The elections were held using the two-round system, with suffrage restricted to men who paid a tax contribution of 60 Dutch guilders. Voters had multiple votes, and any candidate receiving a number of votes equivalent to over 50% of the valid ballots cast was elected in the first round. If not all seats were filled, a second round was held.

==Results==
As there were 328 valid ballots cast, candidates required 165 votes to be elected in the first round.
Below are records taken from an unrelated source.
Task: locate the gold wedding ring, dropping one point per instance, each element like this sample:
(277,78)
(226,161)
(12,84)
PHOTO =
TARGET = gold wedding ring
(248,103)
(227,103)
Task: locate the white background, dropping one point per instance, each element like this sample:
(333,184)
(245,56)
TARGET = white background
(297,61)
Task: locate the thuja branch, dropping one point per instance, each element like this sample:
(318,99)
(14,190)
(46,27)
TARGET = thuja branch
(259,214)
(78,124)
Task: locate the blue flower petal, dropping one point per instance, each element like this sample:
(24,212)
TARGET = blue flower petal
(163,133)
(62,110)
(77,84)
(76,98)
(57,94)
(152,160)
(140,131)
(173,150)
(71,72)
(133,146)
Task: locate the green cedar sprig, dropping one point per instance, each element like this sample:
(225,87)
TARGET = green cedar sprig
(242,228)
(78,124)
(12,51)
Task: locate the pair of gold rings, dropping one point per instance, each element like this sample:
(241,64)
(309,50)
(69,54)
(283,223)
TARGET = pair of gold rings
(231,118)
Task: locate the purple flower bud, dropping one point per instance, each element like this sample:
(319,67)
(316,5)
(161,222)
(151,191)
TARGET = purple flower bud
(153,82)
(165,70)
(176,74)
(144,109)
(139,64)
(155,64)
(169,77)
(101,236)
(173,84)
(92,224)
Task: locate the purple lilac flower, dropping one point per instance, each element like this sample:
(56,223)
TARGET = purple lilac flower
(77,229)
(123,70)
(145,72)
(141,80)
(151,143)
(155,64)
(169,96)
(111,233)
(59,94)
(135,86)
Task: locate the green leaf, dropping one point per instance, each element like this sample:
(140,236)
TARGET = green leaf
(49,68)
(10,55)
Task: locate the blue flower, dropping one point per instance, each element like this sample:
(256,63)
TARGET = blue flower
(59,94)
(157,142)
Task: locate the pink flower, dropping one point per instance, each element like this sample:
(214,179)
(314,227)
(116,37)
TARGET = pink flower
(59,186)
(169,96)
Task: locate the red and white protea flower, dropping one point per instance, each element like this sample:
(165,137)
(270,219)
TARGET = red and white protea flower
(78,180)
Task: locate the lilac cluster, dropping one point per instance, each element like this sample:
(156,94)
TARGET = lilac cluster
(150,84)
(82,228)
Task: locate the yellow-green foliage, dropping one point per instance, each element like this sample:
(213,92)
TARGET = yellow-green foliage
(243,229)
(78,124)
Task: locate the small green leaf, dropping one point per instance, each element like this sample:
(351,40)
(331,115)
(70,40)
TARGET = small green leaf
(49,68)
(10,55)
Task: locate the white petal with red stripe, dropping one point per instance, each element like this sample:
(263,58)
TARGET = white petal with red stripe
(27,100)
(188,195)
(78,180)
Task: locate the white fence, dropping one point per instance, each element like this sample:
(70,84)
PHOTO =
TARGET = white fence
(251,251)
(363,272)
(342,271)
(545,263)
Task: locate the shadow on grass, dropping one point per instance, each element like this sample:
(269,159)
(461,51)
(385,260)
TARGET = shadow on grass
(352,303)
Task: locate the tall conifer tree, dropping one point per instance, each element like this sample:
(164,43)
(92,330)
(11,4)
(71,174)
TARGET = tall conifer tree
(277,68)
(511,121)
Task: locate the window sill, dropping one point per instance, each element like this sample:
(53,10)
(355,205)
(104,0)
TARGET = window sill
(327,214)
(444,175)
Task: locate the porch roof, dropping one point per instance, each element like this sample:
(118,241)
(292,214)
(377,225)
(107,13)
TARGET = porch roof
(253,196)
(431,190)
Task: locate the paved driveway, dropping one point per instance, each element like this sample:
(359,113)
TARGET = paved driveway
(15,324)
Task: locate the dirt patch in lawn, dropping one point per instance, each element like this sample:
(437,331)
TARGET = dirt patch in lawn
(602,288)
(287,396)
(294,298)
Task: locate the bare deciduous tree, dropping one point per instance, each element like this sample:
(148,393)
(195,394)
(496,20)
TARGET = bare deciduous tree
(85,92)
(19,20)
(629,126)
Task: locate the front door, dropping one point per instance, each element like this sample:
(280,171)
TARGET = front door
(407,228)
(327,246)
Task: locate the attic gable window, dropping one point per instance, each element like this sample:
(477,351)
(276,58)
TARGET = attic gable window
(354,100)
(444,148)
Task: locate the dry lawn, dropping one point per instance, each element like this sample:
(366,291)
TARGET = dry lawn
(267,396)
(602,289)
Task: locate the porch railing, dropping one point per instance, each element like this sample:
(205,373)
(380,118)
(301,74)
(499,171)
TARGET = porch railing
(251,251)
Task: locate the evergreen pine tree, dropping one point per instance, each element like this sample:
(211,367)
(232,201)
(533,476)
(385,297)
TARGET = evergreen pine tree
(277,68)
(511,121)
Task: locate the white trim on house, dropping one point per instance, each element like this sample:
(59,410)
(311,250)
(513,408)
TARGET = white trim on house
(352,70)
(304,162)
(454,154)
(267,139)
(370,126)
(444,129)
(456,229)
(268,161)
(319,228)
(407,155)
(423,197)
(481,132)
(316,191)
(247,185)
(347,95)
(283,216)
| Candidate | First round |  | Second round |  | Notes |
| Votes | % | Votes | % |
| Cornelis Johannes Heylidy [nl] | 221 | 67.38 |  |  | Re-elected |
| Theophilius Libertador Ellis [nl] | 214 | 65.24 |  |  | Re-elected |
| Daniel Coutinho | 157 | 47.87 | 210 | 71.67 | Elected |
| J.O. Harken | 126 | 38.41 | 83 | 28.33 |  |
| Justus Gonggrijp [nl] | 113 | 34.45 |  |  | Unseated |
| Richard O'Ferrall [nl] | 77 | 23.48 |  |  |  |
| J.E. Aberbanel | 27 | 8.23 |  |  |  |
| W.J. van Voss | 10 | 3.05 |  |  |  |
| A.J. Jessurun | 5 | 1.52 |  |  |  |
| Karel Hendrik Bergen [nl] | 4 | 1.22 |  |  |  |
| J.P.W. van Eijck | 3 | 0.91 |  |  |  |
| Reinbertus Aloisius Tammenga [nl] | 3 | 0.91 |  |  |  |
| J.W. van Voss | 2 | 0.61 |  |  |  |
| J.L. Hijmans | 2 | 0.61 |  |  |  |
| J.J.P. Wessels | 2 | 0.61 |  |  |  |
| Anton Dragten [nl] | 1 | 0.30 |  |  |  |
| J.H. Wijngaarde | 1 | 0.30 |  |  |  |
| A.H. Reiziger | 1 | 0.30 |  |  |  |
| M.F.A. del Prado | 1 | 0.30 |  |  |  |
| D.H. Havclaar | 1 | 0.30 |  |  |  |
| W.G. van Vos | 1 | 0.30 |  |  |  |
| J. van West | 1 | 0.30 |  |  |  |
| W. van Voss | 1 | 0.30 |  |  |  |
| H. Hubner | 1 | 0.30 |  |  |  |
| Total | 975 | 100.00 | 293 | 100.00 |  |
| Valid votes | 328 | 99.70 | 293 | 98.99 |  |
| Invalid/blank votes | 1 | 0.30 | 3 | 1.01 |  |
| Total votes | 329 | 100.00 | 296 | 100.00 |  |
| Registered voters/turnout | 454 | 72.47 |  |  |  |
Source: Nieuwe Surinaamsche Courant, De Surinamer, De West-Indiër

==Aftermath==
The Governor-General reappointed Isaac da Costa, Adrianus van 't Hoogerhuys, Salomon Matthijs Swijt and Reinbertus Aloisius Tammenga as nominated members. Cornelis Johannes Heylidy remained chairman.